Most of what I’m seeing now is grown in the San Joaquin Valley. We’re past the time for delicate, pencil-thin stalks; it’s already too hot here for those to have full flavor. Instead, buy the thick, less expensive bunches. Take them home, trim off any dead ends, and take a second to peel the stalks with a veggie peeler about two inches up the end. Toss them with olive oil and s&p; throw on a medium grill until they droop when held between tongs. Heap onto a platter, zest a cleaned lemon on top, and squeeze the lemon juice across the still-warm veggies. Best eaten with fingers on a picnic with someone who will lick your fingers.

Grilled ciabatta
Nothing easier. (Though here’s one place your choice of olive oil does make a difference.) Slice an inch or so thick, brush with olive oil and grill. When they’re crispety crackely to your liking, take off and rub lightly with a peeled garlic clove. Swoon.
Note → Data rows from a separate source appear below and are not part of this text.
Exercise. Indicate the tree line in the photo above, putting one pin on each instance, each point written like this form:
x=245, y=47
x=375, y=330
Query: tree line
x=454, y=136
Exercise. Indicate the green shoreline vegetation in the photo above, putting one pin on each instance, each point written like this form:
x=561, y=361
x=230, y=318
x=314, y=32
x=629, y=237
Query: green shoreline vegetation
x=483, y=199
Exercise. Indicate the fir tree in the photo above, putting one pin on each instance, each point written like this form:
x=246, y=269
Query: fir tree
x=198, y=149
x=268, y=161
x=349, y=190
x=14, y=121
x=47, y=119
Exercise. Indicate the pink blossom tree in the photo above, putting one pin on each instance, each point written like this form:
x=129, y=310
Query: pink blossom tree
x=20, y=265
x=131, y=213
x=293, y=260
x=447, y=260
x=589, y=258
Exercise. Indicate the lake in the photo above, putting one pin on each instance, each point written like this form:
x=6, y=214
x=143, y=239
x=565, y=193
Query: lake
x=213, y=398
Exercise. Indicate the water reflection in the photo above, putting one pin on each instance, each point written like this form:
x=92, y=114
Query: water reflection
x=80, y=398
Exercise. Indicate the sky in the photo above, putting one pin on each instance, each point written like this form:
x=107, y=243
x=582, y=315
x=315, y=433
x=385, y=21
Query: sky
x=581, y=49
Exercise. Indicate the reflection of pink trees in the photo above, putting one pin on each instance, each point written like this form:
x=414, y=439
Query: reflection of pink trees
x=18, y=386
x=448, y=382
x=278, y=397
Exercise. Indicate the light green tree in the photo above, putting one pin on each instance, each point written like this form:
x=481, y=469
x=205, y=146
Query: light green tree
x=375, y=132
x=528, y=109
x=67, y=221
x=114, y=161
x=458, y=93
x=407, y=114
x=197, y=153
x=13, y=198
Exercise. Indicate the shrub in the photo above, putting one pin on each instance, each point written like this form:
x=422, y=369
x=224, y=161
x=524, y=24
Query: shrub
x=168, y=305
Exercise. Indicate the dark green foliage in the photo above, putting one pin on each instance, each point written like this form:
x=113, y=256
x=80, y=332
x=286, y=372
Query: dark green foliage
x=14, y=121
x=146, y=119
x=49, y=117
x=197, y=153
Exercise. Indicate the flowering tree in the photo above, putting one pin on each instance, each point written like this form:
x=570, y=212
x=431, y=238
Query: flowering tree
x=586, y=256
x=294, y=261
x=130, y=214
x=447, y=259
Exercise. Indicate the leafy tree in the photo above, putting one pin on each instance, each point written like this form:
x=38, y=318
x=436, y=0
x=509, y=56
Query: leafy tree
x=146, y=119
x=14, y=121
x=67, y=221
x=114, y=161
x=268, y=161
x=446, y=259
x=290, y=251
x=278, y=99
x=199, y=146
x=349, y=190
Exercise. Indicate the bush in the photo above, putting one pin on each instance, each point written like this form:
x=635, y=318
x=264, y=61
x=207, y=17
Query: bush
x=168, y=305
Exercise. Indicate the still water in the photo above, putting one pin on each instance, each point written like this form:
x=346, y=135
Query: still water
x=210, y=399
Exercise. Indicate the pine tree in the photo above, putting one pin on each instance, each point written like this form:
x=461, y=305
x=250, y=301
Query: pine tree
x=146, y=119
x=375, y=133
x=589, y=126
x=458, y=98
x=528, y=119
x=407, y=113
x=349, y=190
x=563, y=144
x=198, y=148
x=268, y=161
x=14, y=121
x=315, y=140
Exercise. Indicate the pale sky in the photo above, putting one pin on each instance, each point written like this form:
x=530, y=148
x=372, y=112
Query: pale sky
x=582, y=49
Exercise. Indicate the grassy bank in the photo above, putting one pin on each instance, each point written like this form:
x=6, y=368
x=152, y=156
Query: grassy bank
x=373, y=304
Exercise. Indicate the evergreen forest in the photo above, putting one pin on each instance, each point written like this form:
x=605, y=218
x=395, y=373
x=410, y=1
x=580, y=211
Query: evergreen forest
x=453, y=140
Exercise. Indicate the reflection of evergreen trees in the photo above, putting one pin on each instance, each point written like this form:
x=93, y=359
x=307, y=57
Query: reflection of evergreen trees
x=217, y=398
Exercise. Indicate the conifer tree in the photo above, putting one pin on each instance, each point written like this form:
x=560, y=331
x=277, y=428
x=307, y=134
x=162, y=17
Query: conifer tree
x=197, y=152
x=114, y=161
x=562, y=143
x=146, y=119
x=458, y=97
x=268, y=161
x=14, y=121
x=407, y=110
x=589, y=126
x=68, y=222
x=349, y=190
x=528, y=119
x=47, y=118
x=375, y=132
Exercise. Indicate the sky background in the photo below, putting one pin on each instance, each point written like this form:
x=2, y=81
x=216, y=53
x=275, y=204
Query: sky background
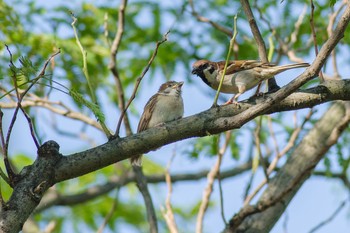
x=315, y=201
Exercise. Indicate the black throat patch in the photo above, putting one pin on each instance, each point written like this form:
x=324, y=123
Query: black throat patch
x=204, y=79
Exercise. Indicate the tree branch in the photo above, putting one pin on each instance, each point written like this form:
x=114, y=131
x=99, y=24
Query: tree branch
x=280, y=191
x=211, y=121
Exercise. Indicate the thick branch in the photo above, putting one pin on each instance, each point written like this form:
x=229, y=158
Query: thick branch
x=282, y=188
x=53, y=198
x=211, y=121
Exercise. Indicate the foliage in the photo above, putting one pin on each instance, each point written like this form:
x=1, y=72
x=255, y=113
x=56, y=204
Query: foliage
x=35, y=31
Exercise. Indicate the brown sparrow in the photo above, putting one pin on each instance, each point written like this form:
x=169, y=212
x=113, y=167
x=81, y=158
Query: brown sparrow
x=241, y=75
x=166, y=105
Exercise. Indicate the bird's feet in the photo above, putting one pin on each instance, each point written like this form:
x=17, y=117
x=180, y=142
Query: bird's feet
x=231, y=101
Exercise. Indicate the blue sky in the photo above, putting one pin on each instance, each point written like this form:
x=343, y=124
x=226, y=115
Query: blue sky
x=315, y=201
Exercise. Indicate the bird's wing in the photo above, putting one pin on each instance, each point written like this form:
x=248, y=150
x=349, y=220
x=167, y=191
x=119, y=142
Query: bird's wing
x=239, y=65
x=147, y=113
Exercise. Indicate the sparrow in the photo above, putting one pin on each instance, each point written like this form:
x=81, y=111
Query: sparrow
x=166, y=105
x=241, y=75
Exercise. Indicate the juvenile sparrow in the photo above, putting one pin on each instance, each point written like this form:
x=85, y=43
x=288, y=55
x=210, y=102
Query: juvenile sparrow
x=166, y=105
x=241, y=75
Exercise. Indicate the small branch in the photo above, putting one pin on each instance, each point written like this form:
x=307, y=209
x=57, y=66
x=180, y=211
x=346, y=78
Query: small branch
x=87, y=76
x=259, y=40
x=31, y=127
x=330, y=218
x=257, y=142
x=114, y=68
x=20, y=97
x=52, y=199
x=211, y=178
x=138, y=81
x=110, y=213
x=141, y=182
x=61, y=109
x=273, y=164
x=230, y=49
x=314, y=34
x=265, y=204
x=330, y=26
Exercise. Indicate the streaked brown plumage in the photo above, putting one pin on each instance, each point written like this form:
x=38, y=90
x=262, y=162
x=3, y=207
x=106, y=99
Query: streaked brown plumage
x=166, y=105
x=241, y=75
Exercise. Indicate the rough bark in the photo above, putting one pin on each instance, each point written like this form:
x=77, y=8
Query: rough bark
x=283, y=187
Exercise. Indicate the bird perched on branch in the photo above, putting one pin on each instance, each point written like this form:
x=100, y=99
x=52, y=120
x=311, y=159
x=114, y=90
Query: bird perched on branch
x=166, y=105
x=241, y=75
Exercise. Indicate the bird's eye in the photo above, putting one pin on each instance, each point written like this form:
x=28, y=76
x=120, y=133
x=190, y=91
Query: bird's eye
x=204, y=66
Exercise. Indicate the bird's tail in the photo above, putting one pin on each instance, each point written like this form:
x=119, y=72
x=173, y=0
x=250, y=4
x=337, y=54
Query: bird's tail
x=136, y=160
x=279, y=69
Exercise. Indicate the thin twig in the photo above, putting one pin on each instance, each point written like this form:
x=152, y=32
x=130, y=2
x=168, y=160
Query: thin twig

Unfortunately, it’s getting harder and harder to find berries that aren’t sized for Shaq, like those grown around Watsonville. Buy them if you have to, but I’ve found that the smaller, funkier berries, while more perishable, have better flavor and are less expensive because fewer people know about them. These are also great picnic fare: wash, hull and halve them, then toss with a little warmed honey, a tiny dash of cinnamon, and a tablespoon or so of your favorite liquor. (I’ve been using Cuervo Añejo). They’ll taste incredible after a half-hour’s marination, but reach maximum satisfaction when fed to somebody you love.

If you're a drinker, a dry rose or dry Riesling would be an easy choice for this meal - up until the strawberries, that is. Otherwise, go for the Pellegrino.

Eat up, y'all.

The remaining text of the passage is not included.